Wijziging van het Wetboek van Strafrecht, enige andere wetboeken en enige wetten (opheffing algemeen bordeelverbod)

schriftelijke voorbereiding

inbreng geleverd door

ondertekening

  • minister van Justitie

inwerkingtreding

Op een bij koninklijk besluit te bepalen tijdstip


Hoofdlijnen

De vier hoofddoelstellingen zijn:

  • beheersing en regulering van exploitatie van prostitutie;
  • verbetering van de bestrijding van onvrijwillige prostitutie;
  • bescherming van minderjarigen tegen seksueel misbruik;
  • bescherming van de positie van prostitué(e)'s.
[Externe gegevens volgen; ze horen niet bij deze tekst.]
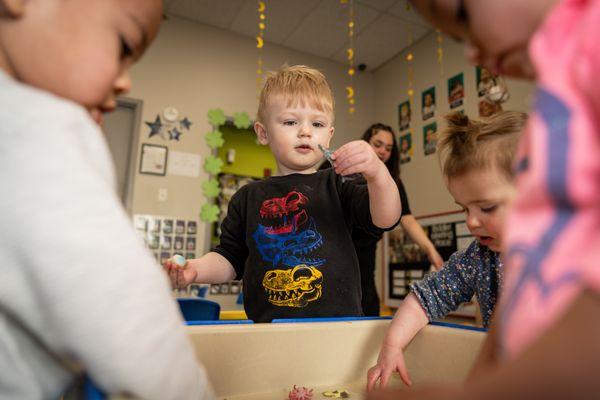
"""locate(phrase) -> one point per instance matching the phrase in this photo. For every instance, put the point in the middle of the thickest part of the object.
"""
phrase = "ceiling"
(319, 27)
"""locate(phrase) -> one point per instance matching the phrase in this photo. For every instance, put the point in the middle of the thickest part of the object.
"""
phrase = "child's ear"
(12, 8)
(261, 133)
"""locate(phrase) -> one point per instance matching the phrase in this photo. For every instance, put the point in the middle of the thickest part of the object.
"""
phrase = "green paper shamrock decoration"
(241, 120)
(211, 188)
(214, 139)
(216, 117)
(213, 165)
(209, 213)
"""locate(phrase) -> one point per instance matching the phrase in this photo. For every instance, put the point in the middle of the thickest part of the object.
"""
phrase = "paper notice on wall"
(184, 164)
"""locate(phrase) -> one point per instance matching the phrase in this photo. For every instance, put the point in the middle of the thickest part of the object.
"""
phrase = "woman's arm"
(417, 234)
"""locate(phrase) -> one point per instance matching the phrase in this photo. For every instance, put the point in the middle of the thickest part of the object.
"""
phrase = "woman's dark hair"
(393, 163)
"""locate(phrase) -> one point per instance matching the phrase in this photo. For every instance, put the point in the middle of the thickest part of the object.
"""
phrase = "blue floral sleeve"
(474, 271)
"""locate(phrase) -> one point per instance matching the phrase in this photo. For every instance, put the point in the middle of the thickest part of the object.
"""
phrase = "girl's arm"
(210, 268)
(562, 364)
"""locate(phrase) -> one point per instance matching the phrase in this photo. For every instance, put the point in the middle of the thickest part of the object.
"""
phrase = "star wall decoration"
(155, 127)
(211, 188)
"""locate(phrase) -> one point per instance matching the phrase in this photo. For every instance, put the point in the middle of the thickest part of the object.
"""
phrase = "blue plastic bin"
(198, 309)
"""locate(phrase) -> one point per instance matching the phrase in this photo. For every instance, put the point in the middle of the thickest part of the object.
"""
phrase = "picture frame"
(153, 160)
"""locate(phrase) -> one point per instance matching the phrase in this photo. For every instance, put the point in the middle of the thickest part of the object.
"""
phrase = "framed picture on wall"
(154, 159)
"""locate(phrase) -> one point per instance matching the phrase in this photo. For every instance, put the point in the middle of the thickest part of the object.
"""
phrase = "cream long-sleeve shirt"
(74, 274)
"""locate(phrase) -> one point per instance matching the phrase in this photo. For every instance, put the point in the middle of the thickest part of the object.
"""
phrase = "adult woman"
(381, 138)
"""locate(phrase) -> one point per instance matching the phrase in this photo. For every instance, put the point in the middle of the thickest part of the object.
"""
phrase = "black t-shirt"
(289, 239)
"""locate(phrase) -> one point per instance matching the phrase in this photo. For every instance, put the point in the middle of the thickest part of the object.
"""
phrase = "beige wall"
(194, 68)
(421, 175)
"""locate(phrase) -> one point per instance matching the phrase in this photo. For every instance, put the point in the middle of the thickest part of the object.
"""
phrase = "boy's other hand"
(180, 276)
(390, 360)
(358, 157)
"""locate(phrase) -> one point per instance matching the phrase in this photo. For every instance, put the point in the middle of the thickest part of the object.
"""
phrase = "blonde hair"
(296, 84)
(469, 144)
Decriminalisering van exploitatie van prostitutie kan de prostitutie ontdoen van criminele randverschijnselen zoals drugscriminaliteit en vuurwapenhandel.

Vormen van exploitatie van prostitutie waarbij sprake is van geweld of misbruik of waarbij minderjarigen betrokken zijn, worden strenger gestraft. De strafmaxima worden verhoogd van één naar zes jaar.

De afzonderlijke strafbaarstelling van het voordeel trekken uit seksuele handelingen van een minderjarige levert een bijdrage aan de bestrijding van seksueel misbruik van minderjarigen.

Regulering van en het aanbrengen van een scheiding tussen verboden en niet verboden vormen van exploitatie van prostitutie zullen de rechtspositie en werkomstandigheden van prostitué(e)'s verbeteren.

Er komt een werkplan waarin de afspraken tussen openbaar ministerie, politie en bestuur over de handhaving en het toezicht worden vastgelegd.